Fusion OOV decoder Proxies
Lattices 0.684 0.706
Lists 0.740 0.682
Lists (for all systems) 0.795
Table 2: Fusion results approaches for two OOV KWS approaches in terms of MTWV metric
(a)

(b)
Figure 2: Dependence of the KWS accuracy for OOV decoder on parameters: (a) – minimum score threshold, and (b)   – smoothing weight

5 Conclusions

We have presented a novel approach for OOV keywords detection. This approach utilizes the phoneme posterior based features for decoding. Experimental results have demonstrated that in terms of MTWV metric and computational speed, for single ASR systems and for the list-level fusion of the results obtained from multiple ASR systems, the proposed algorithm significantly outperforms the proxy-based approach and provides in average 18.1% of relative MTWV improvement. The combination of the OOV decoder and proxy-based search provides an additional gain of 12.6% relative MTWV improvement over the best result obtained from the fusion results for the proxy-based method. The OOV decoder works 23-43 times faster than the proxy-based search in the point of comparable MTWV values. We have found that the combination of the two KWS methods provides an effective search strategy – a high KWS accuracy can be reached with a low RTF. The analysis of the parameters of the OOV decoder shows that the feature smoothing allows us to significantly improve the accuracy of OOV word search, what is especially important in the case of sparse lattices. Also the minimum score threshold parameter has a strong impact on MTWV and has to be optimized. In comparison with the proxy-based search the OOV decoder requires extremely low memory consumption and is very simple in implementation and parameter optimization.

6 Acknowledgements

The work was financially supported by the Ministry of Education and Science of the Russian Federation. Contract 14.579.21.0121, ID RFMEFI57915X0121.
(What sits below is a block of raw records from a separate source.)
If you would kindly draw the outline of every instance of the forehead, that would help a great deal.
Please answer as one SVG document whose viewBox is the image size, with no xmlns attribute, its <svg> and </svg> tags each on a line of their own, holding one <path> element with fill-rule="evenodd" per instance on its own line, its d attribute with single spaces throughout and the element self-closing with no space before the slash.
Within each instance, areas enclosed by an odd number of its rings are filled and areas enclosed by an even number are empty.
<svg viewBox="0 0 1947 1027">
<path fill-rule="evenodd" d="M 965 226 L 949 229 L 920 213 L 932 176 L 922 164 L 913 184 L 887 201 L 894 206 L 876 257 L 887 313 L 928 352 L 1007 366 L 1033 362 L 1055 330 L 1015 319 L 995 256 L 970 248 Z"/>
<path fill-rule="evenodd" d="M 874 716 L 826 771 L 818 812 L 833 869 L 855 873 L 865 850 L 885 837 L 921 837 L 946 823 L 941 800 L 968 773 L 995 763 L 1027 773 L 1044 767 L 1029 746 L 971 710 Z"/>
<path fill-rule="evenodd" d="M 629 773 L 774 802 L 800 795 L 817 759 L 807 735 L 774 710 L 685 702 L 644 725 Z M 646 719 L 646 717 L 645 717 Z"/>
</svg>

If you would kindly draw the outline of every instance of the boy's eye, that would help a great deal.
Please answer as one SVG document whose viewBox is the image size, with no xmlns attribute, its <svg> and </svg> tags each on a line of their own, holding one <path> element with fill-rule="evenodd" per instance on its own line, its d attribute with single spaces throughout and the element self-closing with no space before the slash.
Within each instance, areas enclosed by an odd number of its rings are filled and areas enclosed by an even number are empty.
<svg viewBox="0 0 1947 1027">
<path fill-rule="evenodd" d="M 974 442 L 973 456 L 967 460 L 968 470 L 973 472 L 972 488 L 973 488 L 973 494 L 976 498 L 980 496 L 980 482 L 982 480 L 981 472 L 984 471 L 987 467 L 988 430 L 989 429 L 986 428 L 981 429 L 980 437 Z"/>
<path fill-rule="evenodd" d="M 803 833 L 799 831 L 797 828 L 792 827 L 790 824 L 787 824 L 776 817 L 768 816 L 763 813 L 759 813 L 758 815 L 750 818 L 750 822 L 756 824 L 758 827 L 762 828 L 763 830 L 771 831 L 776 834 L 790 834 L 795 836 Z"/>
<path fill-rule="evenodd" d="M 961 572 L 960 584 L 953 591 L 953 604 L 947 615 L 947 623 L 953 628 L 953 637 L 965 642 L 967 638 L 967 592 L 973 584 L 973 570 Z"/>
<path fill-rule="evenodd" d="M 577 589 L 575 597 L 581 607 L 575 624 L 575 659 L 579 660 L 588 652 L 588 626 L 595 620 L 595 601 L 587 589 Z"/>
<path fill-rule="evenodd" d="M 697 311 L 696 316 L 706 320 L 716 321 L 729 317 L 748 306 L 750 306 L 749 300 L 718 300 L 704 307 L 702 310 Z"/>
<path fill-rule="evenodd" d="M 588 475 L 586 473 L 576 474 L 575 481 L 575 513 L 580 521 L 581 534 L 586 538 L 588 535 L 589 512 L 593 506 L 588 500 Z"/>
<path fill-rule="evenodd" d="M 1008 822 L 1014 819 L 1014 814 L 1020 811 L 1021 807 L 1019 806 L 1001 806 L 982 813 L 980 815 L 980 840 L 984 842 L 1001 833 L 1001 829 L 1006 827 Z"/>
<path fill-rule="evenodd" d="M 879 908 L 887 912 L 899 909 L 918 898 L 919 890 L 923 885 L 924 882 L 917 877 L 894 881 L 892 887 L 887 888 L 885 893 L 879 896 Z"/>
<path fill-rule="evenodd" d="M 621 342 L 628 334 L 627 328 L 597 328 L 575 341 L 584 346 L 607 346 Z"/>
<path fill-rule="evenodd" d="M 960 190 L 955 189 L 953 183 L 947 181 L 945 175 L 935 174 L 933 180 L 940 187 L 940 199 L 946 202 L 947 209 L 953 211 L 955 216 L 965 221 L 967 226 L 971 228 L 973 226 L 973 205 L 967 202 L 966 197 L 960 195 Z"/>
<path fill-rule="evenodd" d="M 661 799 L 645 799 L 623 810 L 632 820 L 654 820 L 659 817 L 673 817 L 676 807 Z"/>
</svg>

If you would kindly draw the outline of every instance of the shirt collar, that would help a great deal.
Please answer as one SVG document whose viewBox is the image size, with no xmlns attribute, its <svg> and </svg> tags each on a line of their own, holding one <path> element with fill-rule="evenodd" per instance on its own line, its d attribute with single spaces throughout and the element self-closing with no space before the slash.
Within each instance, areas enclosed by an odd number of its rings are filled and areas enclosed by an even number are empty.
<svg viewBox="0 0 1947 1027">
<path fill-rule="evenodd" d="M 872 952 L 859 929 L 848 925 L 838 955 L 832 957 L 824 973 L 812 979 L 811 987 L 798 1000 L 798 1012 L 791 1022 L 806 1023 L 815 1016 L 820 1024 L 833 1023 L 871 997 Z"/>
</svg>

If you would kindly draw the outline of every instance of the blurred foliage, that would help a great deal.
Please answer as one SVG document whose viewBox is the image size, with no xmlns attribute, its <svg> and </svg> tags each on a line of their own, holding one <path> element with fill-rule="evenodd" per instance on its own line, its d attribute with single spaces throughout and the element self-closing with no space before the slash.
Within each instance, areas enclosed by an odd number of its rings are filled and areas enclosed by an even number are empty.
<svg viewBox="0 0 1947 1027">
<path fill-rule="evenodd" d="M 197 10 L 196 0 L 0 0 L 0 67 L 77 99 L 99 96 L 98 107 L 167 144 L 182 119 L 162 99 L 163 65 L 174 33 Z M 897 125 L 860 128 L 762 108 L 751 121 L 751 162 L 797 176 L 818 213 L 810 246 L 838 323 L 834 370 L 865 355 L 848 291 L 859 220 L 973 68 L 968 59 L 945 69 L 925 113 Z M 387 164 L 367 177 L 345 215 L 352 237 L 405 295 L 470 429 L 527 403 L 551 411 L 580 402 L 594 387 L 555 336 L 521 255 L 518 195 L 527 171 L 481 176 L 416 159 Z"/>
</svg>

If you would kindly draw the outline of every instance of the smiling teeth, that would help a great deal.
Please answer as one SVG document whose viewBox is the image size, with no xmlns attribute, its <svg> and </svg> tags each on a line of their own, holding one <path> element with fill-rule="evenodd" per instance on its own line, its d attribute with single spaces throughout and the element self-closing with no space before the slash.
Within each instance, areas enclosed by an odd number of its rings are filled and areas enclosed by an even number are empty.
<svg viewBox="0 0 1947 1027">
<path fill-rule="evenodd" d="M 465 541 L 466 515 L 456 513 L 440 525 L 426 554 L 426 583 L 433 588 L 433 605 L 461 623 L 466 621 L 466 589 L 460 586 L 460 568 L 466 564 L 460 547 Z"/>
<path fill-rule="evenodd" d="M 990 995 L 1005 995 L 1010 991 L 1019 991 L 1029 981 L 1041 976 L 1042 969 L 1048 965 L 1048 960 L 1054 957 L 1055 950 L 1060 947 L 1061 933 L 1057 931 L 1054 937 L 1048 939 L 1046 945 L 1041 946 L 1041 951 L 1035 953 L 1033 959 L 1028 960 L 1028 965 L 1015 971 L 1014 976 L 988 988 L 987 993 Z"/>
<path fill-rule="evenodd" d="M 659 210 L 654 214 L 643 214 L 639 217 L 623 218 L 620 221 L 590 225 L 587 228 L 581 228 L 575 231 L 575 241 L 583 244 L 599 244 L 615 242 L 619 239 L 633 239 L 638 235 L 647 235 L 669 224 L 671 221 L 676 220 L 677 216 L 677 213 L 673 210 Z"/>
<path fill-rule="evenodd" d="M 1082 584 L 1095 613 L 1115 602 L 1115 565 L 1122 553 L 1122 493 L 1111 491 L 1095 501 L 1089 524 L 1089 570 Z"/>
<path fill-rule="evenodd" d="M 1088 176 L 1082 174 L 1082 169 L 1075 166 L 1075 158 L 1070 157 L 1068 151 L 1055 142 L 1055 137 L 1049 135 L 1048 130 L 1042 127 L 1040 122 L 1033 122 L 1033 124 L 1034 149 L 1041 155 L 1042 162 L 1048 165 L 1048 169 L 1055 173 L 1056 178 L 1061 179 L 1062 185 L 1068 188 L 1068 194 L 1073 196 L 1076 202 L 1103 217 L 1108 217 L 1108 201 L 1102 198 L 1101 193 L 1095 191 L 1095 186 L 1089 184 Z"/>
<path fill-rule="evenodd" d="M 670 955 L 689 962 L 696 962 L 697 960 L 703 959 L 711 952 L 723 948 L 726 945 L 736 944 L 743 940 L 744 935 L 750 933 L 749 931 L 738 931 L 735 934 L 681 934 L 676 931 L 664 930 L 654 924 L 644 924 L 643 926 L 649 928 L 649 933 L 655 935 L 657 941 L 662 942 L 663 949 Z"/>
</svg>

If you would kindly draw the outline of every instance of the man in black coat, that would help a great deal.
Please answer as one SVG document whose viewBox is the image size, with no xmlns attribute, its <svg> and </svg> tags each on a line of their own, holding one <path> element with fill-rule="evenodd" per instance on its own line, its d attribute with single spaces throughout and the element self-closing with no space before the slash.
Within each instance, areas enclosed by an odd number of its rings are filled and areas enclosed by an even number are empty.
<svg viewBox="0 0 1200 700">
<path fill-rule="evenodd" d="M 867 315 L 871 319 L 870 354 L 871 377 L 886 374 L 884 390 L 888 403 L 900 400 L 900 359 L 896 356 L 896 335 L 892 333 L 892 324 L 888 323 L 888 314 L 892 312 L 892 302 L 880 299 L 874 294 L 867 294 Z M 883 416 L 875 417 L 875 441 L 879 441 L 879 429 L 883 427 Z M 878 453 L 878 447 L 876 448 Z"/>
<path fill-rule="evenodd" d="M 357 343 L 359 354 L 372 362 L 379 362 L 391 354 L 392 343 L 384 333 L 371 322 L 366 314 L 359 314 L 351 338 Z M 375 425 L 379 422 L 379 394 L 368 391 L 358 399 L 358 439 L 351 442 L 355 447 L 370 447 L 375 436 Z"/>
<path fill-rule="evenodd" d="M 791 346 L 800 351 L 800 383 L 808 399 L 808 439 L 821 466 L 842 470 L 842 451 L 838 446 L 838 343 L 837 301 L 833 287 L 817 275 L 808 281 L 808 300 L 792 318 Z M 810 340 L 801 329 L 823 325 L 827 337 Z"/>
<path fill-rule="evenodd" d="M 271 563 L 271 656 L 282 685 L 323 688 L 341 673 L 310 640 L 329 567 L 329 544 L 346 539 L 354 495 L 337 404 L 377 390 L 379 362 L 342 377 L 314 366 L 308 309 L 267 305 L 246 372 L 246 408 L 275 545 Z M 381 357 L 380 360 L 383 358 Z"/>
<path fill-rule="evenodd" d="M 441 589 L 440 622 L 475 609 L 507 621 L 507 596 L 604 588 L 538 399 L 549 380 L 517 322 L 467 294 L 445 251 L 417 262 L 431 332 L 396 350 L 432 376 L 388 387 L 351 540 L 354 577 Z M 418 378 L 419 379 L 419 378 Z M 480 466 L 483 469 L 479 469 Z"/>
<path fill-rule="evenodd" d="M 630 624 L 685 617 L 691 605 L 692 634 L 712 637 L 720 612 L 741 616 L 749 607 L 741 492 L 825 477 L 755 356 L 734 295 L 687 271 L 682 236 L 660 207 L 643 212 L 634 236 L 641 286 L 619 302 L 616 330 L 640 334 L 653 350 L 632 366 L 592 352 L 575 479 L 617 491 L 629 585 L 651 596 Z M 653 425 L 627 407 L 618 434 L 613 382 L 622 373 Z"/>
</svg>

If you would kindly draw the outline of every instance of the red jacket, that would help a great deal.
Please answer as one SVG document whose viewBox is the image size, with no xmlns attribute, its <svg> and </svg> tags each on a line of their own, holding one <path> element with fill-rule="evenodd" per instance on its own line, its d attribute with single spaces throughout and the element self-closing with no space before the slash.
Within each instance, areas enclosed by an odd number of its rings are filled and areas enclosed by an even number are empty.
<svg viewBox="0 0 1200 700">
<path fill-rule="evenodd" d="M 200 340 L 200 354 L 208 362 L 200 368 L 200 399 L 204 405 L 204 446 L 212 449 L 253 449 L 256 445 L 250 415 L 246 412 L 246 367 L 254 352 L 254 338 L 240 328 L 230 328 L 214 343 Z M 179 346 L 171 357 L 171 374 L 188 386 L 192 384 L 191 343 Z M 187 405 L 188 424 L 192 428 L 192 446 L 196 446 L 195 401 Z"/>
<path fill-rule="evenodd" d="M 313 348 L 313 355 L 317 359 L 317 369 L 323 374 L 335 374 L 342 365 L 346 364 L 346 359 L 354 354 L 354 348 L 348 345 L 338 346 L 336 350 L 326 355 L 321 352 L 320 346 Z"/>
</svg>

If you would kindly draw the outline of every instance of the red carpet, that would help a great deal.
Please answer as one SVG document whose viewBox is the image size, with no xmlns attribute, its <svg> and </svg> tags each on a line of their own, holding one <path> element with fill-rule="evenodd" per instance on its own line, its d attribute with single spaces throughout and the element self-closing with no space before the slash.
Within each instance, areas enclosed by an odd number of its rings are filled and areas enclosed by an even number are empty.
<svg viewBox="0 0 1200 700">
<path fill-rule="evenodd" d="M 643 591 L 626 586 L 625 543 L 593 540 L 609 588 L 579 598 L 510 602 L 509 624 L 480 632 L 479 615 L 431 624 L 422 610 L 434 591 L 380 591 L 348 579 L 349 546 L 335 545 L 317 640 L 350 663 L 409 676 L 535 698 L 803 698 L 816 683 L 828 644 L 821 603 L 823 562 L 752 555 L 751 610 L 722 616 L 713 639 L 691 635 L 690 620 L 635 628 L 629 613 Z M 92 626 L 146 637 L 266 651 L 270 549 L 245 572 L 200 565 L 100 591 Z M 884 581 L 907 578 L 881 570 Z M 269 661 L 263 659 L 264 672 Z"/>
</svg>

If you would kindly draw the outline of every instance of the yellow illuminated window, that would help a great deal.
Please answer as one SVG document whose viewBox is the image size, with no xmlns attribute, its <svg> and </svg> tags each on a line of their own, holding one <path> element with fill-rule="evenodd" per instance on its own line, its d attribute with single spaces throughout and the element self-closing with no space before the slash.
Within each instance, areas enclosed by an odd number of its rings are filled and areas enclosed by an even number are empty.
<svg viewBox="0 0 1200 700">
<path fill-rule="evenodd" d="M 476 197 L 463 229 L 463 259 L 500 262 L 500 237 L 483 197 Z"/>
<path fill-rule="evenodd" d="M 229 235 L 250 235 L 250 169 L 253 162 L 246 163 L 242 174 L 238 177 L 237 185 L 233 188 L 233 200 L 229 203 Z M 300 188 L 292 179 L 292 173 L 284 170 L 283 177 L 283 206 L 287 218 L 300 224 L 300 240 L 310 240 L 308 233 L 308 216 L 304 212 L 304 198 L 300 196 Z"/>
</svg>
This effort uses the IARPA Babel Program language collection release IARPA-babel{101b-v0.4c, 102b-v0.5a, 103b-v0.4b, 201b-v0.2b, 203b-v3.1a, 205b-v1.0a, 206b-v0.1e, 207b-v1.0e, 301b-v2.0b, 302b-v1.0a, 303b-v1.0a, 304b-v1.0b, 305b-v1.0c, 306b-v2.0c, 307b-v1.0b, 401b-v2.0b, 402b-v1.0b, 403b-v1.0b, 404b-v1.0a}, set of training transcriptions and BBN part of clean web data for Georgian language.